Now the bump stops on these cars may also be at a height not to let the suspension hit the track when also limiting the front splitter from contact with the track.
Maybe these are areas that PD set and can not be fully changed in settings so as not to set the suspension too low. As we know in real life you can certainly set up the suspension too low and drag all kinds of car parts on the track.

So without sparks I can not tell if the car is dragging on the track or bottoming out the suspension.

Probably not the answers your looking for but maybe a little insight.
 
I dont think sparks tell you when your bottoming out, some cars did it all the time, others never and they were equally low... i think its super hard to tell in GT games simply because you cant feel it with your ass, just dont lower the car too much and if your spring rate is too low youll notice the front dive and hit the road, i would imagine that would tell you its a little to soft up front, just watch replays and see if the suspension is compressing too much..
 
The only way youre gonna be able to "feel" the suspension bottoming out or feel a hard landing is if if they build in the appropriate head motions/movement to simulate it.
 
Bottoming out is two things, hitting the road, which won't happen in road cars only race cars.
The other is running out of spring travel,which is most likely this is difficult to read. Raising the ride height and testing the grip in hard turns, is the only way, I guess.
If the car continues to understeer, it's probably not bottoming out. No change possibly means the car is at it's potential unless you can harden the spring.
If you gain some front grip, then it probably was bottoming out.
You will have to lift the car the same amount front and rear, from your current settings to get a true result from this test.

Good luck:tup:
 
If there are no sparks and/or no understeer does that mean that in GT5P we can drop any car to its lowest setting available and reap the benifits at least until GT5 comes out? No "bottoming out" in prologue? I am confused.
 
Bottoming out? What does this mean?

See two posts above yours.

You can run really low in 5P, but there's not always a laptime benefit.
Also you need some ride height to deal with bumps, both on the track (turn 1 @ DRC) and the curbs.
 
I remember in GT4 if my car was too low and stiff, it would bounce up and down after going over some grass or a really high apex. I would take that as "bottoming-out" and soften it up a bit.
 
Not a pro tuner, but I like playing around nevertheless. I think you can feel bottoming out (I am only referring to the cars suspension-travel reaching the limit) by paying very close attention to your forcefeedback (given you are using a wheel) and the cars balance.

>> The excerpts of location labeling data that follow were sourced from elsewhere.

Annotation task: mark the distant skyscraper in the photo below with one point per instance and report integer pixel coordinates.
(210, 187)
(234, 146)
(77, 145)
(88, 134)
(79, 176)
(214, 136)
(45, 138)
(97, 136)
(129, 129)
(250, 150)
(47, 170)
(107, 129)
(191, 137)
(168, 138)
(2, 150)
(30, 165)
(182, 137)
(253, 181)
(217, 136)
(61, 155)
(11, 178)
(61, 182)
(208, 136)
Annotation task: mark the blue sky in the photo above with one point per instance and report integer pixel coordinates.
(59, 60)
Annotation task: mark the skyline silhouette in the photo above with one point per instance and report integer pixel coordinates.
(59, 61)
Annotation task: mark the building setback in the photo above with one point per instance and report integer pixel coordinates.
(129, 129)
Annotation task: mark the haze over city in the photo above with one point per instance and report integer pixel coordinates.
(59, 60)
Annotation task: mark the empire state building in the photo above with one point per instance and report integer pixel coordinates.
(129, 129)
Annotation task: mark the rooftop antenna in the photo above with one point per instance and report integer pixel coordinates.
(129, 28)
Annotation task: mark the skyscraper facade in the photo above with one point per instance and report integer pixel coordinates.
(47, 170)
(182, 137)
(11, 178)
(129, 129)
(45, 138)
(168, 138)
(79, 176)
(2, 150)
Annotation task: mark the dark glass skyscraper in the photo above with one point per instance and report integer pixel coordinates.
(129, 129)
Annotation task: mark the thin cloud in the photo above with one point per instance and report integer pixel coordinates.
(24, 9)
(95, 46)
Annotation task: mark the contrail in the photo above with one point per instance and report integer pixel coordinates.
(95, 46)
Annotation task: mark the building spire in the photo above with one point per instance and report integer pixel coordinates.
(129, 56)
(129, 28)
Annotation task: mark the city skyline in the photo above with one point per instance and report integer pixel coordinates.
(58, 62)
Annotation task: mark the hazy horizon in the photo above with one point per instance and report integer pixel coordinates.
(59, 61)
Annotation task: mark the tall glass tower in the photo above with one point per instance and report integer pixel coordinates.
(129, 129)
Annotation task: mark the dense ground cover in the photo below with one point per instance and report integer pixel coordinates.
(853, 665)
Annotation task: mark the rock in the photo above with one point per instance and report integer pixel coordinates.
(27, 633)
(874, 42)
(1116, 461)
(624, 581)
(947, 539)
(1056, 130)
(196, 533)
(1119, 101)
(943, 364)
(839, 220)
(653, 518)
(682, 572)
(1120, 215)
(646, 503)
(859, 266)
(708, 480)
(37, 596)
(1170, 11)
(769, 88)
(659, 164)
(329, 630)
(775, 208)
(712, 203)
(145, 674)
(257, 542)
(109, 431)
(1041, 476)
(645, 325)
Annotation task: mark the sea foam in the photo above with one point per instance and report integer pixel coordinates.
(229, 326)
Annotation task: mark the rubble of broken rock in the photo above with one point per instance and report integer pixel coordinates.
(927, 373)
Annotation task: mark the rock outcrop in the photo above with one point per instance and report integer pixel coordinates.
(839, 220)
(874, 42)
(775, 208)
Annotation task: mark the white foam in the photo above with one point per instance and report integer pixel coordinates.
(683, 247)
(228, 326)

To experiment: set a car's suspension and damping as soft as possible and the right hight up. Run over curbs, see how the steering feels and whether the car gets upset (it shouldn't really). Now drop the car massively but keep the suspension soft. You should now feel the ff kick in harshly as you rumble over curbs, the car might also kick out of balance. IMO THAT tells you you are going over the suspensions limit and thus bottoming out.

To the tuning now: drop the car so much to reduce weight shift as much as necessary, depending on car of choice, then increase the strengh of the suspension just enough so the car just doesn't bottom out anymore. That should (theoretically) give you an ideal compromise between handling and grip)

PS: I'm not the fastest around here, so this is just my opinion and what I do, but maybe it does help you a bit with your question.